Baisse de TVA, bonus écologique plus important, l’Etat souhaite prendre de nouvelles mesures pour inciter les ménages à renouveler leur véhicule et relancer l’économie.
Avec le coronavirus et le confinement, avril a vu les ventes de voitures neuves s’effondrer avec – 89 % (on en parle ici). Pour préserver les emplois et voir les chiffres remonter, le gouvernement avait annoncé envisager un soutien financier aux constructeurs et souhaiter mettre en place des aides fiscales en faveur des acheteurs. Le Parisien nous indique que ces aides, qui n’arriveraient qu’à la rentrée, s’appliqueraient aussi bien à l’achat d’une voiture neuve (électrique mais aussi hybride rechargeable) ainsi que sur la facture des pièces d’occasion.

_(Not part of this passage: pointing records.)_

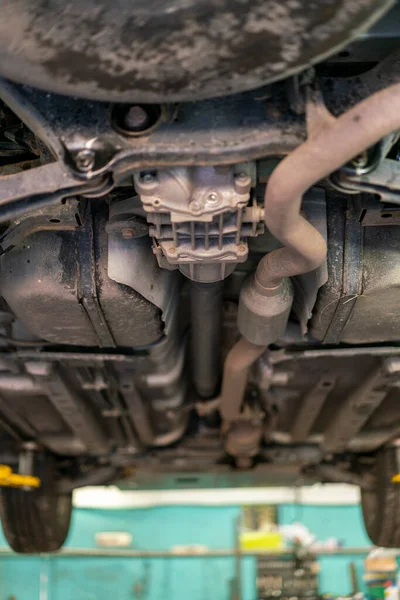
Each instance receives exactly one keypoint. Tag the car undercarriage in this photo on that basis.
(199, 249)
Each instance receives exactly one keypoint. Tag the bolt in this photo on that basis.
(195, 206)
(136, 118)
(242, 183)
(147, 178)
(127, 233)
(84, 160)
(360, 161)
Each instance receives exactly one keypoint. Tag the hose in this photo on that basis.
(328, 148)
(331, 144)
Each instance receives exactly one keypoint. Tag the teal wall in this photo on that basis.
(70, 578)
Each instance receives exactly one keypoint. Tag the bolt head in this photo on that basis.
(242, 183)
(136, 119)
(213, 198)
(195, 206)
(148, 178)
(85, 159)
(127, 233)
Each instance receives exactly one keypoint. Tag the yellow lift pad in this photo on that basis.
(10, 479)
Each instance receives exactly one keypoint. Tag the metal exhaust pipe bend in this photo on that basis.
(331, 144)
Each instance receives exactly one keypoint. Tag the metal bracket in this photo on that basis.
(383, 181)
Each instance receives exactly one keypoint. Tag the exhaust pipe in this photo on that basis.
(332, 143)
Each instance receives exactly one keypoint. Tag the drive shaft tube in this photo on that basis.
(206, 319)
(331, 144)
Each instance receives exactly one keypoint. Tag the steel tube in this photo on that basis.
(236, 370)
(206, 318)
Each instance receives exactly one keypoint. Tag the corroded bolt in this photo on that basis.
(127, 233)
(195, 206)
(360, 161)
(148, 178)
(242, 183)
(136, 118)
(84, 160)
(212, 197)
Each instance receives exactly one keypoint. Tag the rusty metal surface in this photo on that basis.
(151, 51)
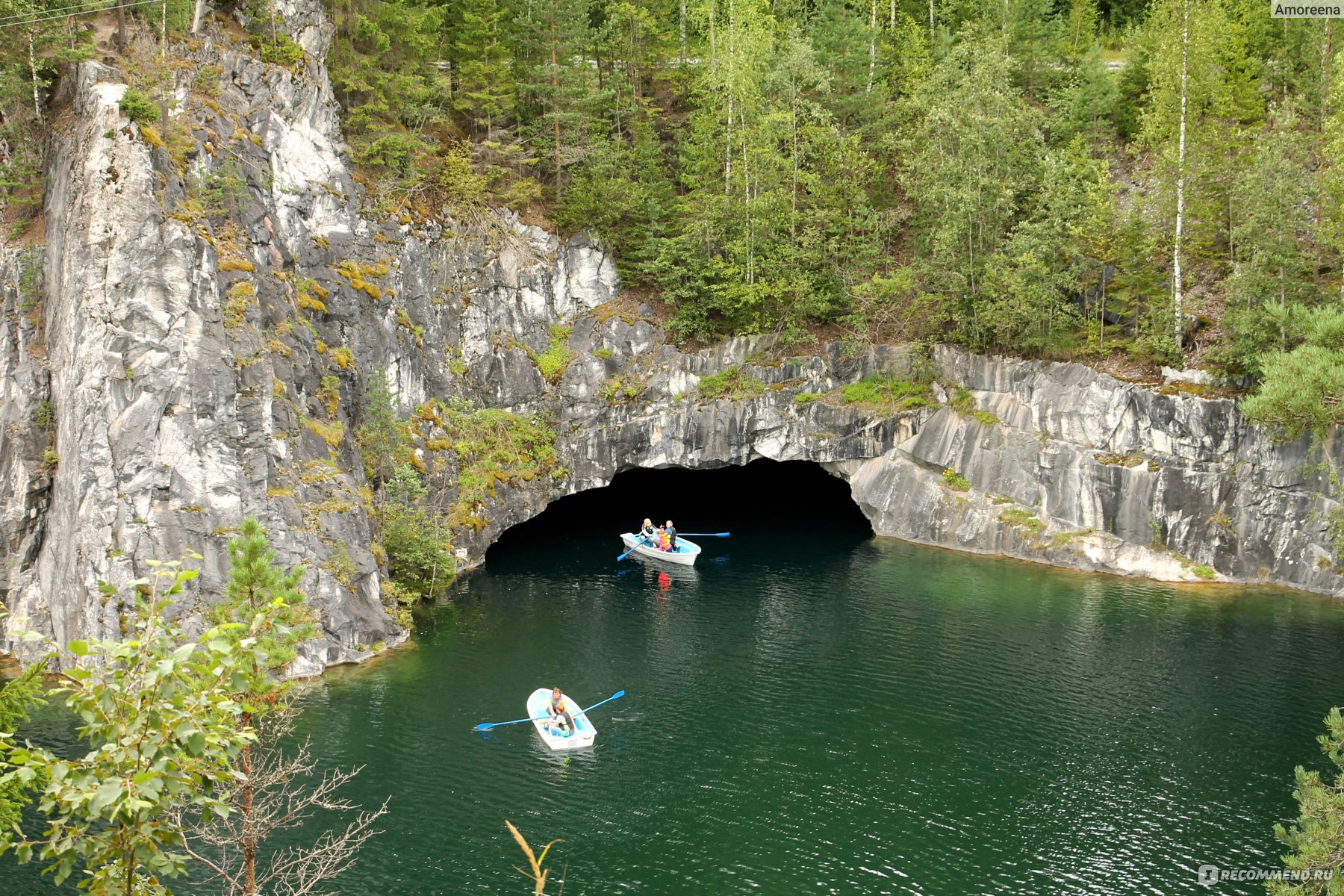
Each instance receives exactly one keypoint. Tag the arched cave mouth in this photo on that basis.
(759, 500)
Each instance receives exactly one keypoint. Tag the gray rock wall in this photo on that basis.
(164, 373)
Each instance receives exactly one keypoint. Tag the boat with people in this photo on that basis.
(559, 736)
(683, 554)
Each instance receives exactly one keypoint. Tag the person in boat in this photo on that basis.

Les professionnels devraient pouvoir voir le bonus écologique pour l’achat d’une voiture électrique repasser à 6 000 €. Une bonne nouvelle puisqu’il avait été réduit de moitié au début de l’année (3 000 € depuis) et devait continuer de baisser (1 500 € en 2021) pour finalement disparaître en 2022. Concernant les particulier, rien ne devrait changer pour l’acquisition d’une nouvelle auto zéro émission (6 000 € pour les véhicules de moins de 45 000 €, 3 000 € pour ceux compris entre 45 000 et 60 000 € et 0 € au delà). Mais, nouveauté, une prime pourrait désormais être attribuée lors de l’achat d’un modèle hybride rechargeable. Aucun montant n’est encore divulgué mais il serait, en toute logique, moins élevé que pour les voitures 100 % électriques. Cette mesure a été vivement encouragée par les deux groupes français, Renault et PSA, qui possèdent déjà ou vont prochainement posséder des modèles éligibles (Mégane et Captur chez Renault, 508, 3008 et DS7 Crossback entre autres chez PSA). En revanche, rien n’est prévu pour les hybrides »simples », ne pouvant rouler que quelques kilomètres sans démarrer leur moteur thermique.
Toujours concernant les autos 100 % électrique et hybrides rechargeables, le gouvernement envisagerait aussi une baisse de la TVA à l’achat. Elle passerait donc sous les 20 % actuellement en vigueur pour tout achat d’une voiture neuve.
Les pièces d’occasion aussi concernées
Une TVA moins élevée est aussi envisagée pour l’achat de pièces d’occasion permettant un meilleur bilan écologique. Cette mesure rentrerait dans le cadre de la prime à la conversion, actuellement réservée au remplacement d’une voiture ancienne. Cette TVA moins élevée s’appliquerait aussi sur la main d’oeuvre. On espère que cette disposition, si elle est appliquée, permettra aux propriétaires d’effectuer les réparations désirées (le changement du système de dépollution du pot d’échappement par exemple) parfois laissées en suspends par manque de moyen.
Si ces mesures (baisse de la TVA, primes revenant à leur plus haut niveau) peuvent effectivement inciter les français à franchir le pas de la voiture électrique, il ne faudrait pas que le gouvernement en oublie les infrastructures. Celles-ci sont toujours insuffisantes pour rassurer de nombreux automobilistes sur la facilité à faire son »plein » au quotidien ou lors de grands trajets, comme par exemple, pour les vacances. L’installation de nouvelles bornes à haute intensité (et de nouvelles borne tout court) se fait au ralenti. Pire, leur nombre va même fortement diminuer après la fermeture, pour raison de sécurité, mais surtout le non remplacement par Izivia, filiale à 100 % du groupe EDF de 189 bornes sur les 217 que compte son réseau autoroutier Corri-Door. Inciter les conducteurs à passer à l’électrique, c’est bien, leurs permettre de rouler sereinement avec leur nouvelle voiture zéro émission, c’est mieux.